Science

The Supreme Court Isn’t Equipped to Judge Harvard’s Discrimination Lawsuit

Courts have always been bad at statistics, and statistics is getting harder to adjudicate.

Photo illustration of a gavel on the bench.
Photo illustration by Slate. Photos by Thinkstock.

In a French courtroom in 2014, a Labrador named Tango was called to the stand to serve as a witness to the murder of his owner. Tango’s demeanor was carefully observed as the judge ordered the suspect to approach Tango with a bat. The prosecutor hoped the approach would elicit some dramatic response from Tango: Ferocious barking would have been ideal. But the dog appeared entirely uninterested. The absurdity of the stunt wasn’t lost on the defense lawyer, who inquired after how the humans in the court were supposed to interpret the canine’s response: “So if Tango lifted his right paw, moved his mouth or his tail, is he recognizing my client?”

We rarely call dogs to the witness stand because we don’t speak dog. But judges and juries are frequently expected to communicate fluently in almost equally foreign languages: the unnervingly specific languages of highly technical fields. The ongoing lawsuit alleging racial discrimination in Harvard College’s admissions process exemplifies a particularly dubious example of how this plays out, and how the expert witnesses courts rely on to navigate this knowledge gap don’t necessarily solve the problem.

To determine whether or not Harvard discriminates against Asian-American applicants, the court will have to assess some 700 pges of intricate analyses from two dueling, highly funded statisticians who arrived at diametrically opposing conclusions. In the likely scenario that the case makes its way to the Supreme Court, the hefty stack of reports will be plopped before nine judges, who have virtually no formal statistical or scientific training. Sure, the Supreme Court justices have impressive academic credentials, but it is fair to wonder whether their cumulative expertise in law, history, English literature, political science, government, and philosophy have prepared them to evaluate a statistical dispute. And it’s likely that situations like this one will become both more frequent and more dubious in the future. With increasingly complex data flooding this “big-data” world, courts will need to evaluate ever-subtler statistical arguments. Are they prepared?
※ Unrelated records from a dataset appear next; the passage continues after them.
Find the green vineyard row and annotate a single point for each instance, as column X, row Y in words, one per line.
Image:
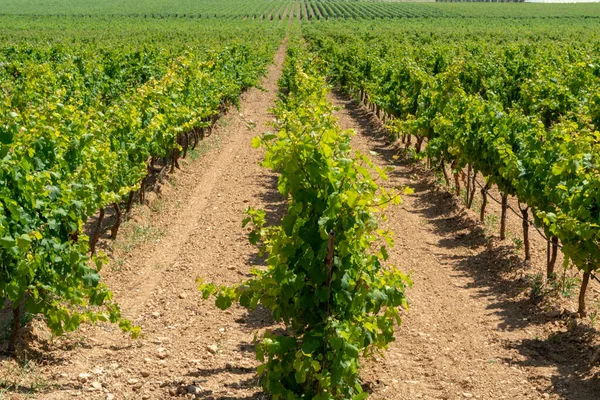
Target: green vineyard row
column 82, row 124
column 523, row 113
column 336, row 296
column 306, row 10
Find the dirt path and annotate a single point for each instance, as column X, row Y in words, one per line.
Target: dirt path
column 193, row 229
column 472, row 331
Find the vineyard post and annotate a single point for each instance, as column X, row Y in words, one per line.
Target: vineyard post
column 329, row 266
column 96, row 234
column 483, row 201
column 15, row 328
column 446, row 178
column 130, row 202
column 115, row 228
column 551, row 254
column 586, row 278
column 456, row 179
column 525, row 214
column 467, row 194
column 472, row 197
column 503, row 216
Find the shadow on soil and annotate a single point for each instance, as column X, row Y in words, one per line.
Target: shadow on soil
column 496, row 272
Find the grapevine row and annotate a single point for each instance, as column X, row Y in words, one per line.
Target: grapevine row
column 522, row 115
column 324, row 280
column 81, row 127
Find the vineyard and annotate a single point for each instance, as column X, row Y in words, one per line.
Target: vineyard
column 185, row 210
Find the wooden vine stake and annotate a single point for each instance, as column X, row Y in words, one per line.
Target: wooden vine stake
column 503, row 216
column 551, row 254
column 484, row 201
column 446, row 177
column 96, row 234
column 12, row 340
column 586, row 279
column 526, row 245
column 469, row 170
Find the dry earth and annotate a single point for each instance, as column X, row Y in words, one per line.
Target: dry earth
column 473, row 330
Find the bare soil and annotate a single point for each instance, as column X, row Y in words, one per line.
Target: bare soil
column 474, row 330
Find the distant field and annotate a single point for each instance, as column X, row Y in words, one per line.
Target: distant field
column 289, row 9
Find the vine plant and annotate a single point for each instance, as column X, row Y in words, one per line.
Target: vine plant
column 325, row 277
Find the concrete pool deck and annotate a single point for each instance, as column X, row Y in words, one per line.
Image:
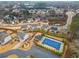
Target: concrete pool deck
column 36, row 51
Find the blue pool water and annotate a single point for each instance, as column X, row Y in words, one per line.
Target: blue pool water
column 52, row 43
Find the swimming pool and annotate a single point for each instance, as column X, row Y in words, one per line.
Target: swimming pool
column 54, row 44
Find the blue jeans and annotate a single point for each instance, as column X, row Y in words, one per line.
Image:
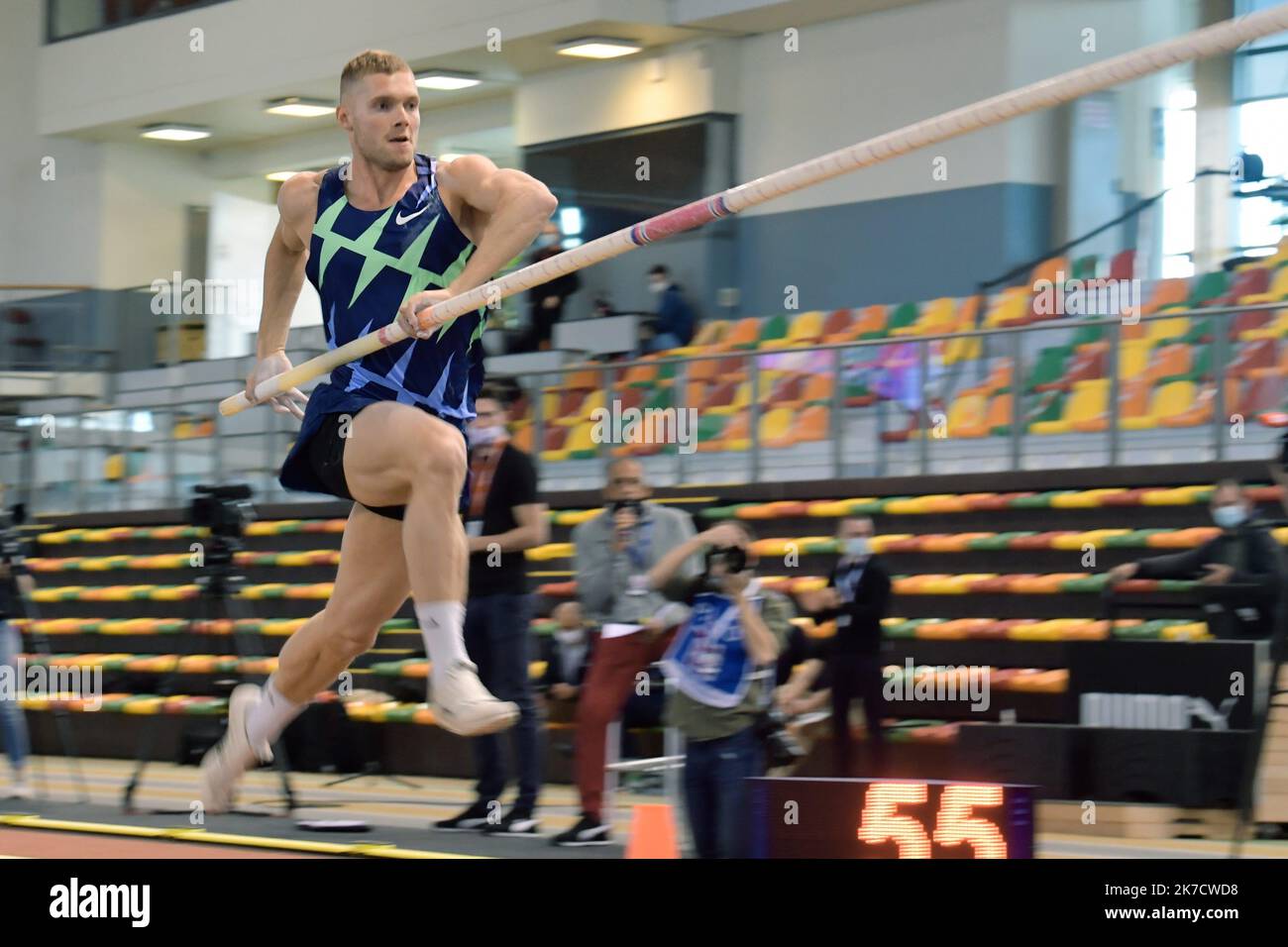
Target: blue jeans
column 716, row 793
column 496, row 639
column 13, row 727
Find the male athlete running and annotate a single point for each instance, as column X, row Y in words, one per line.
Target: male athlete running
column 387, row 429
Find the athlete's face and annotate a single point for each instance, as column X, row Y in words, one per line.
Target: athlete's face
column 381, row 115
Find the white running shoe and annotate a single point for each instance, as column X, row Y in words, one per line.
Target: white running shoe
column 462, row 705
column 227, row 761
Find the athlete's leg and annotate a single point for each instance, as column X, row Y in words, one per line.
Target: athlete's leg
column 399, row 455
column 370, row 586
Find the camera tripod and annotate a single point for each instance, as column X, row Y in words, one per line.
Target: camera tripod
column 218, row 598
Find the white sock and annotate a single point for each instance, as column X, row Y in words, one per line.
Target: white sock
column 442, row 624
column 271, row 715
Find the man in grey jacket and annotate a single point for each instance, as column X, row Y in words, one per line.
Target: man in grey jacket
column 613, row 556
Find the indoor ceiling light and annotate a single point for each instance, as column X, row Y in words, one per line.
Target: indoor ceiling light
column 597, row 48
column 171, row 132
column 299, row 108
column 443, row 80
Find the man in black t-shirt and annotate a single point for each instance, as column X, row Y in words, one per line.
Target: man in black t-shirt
column 503, row 519
column 857, row 596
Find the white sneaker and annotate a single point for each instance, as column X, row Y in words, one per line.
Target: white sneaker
column 462, row 705
column 224, row 763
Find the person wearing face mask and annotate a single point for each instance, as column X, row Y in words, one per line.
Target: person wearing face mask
column 1241, row 553
column 674, row 321
column 857, row 598
column 715, row 689
column 613, row 553
column 503, row 519
column 545, row 302
column 567, row 655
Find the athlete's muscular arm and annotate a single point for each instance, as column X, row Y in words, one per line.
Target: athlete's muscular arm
column 501, row 210
column 283, row 277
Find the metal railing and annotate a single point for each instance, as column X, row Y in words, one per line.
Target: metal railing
column 156, row 459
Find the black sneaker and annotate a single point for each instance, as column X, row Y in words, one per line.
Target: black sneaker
column 588, row 831
column 469, row 821
column 515, row 822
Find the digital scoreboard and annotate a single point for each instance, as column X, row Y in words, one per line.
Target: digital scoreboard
column 890, row 818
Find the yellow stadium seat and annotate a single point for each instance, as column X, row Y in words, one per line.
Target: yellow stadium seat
column 966, row 412
column 776, row 425
column 1276, row 329
column 739, row 401
column 936, row 317
column 1171, row 399
column 806, row 329
column 709, row 334
column 1009, row 307
column 1132, row 357
column 1090, row 398
column 1166, row 329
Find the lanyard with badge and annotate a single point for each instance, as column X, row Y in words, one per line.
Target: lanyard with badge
column 848, row 582
column 481, row 487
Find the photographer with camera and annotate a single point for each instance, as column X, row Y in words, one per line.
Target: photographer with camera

The question is more troubling when we consider that even simple statistical fallacies have duped the courts in the past. Consider this case from 1964: In the wake of a robbery in Los Angeles, someone reported seeing a blond woman with a ponytail commit the deed before jumping into a yellow getaway car driven by a bearded and mustachioed black man. Malcolm Collins and his wife Janet Collins, who matched the descriptions but could not be identified by the eyewitnesses, were initially convicted of the crime. The conviction hinged largely on the testimony of a mathematics instructor at a local state college who made the damning assertion that the probability of the Collins’ innocence was 1 in 12 million. He came to that number by simply multiplying together some rough guesses for the probabilities of each of the separate attributes: About 1 in 4 men had a mustache. About 1 in 10 women had a ponytail. And so forth.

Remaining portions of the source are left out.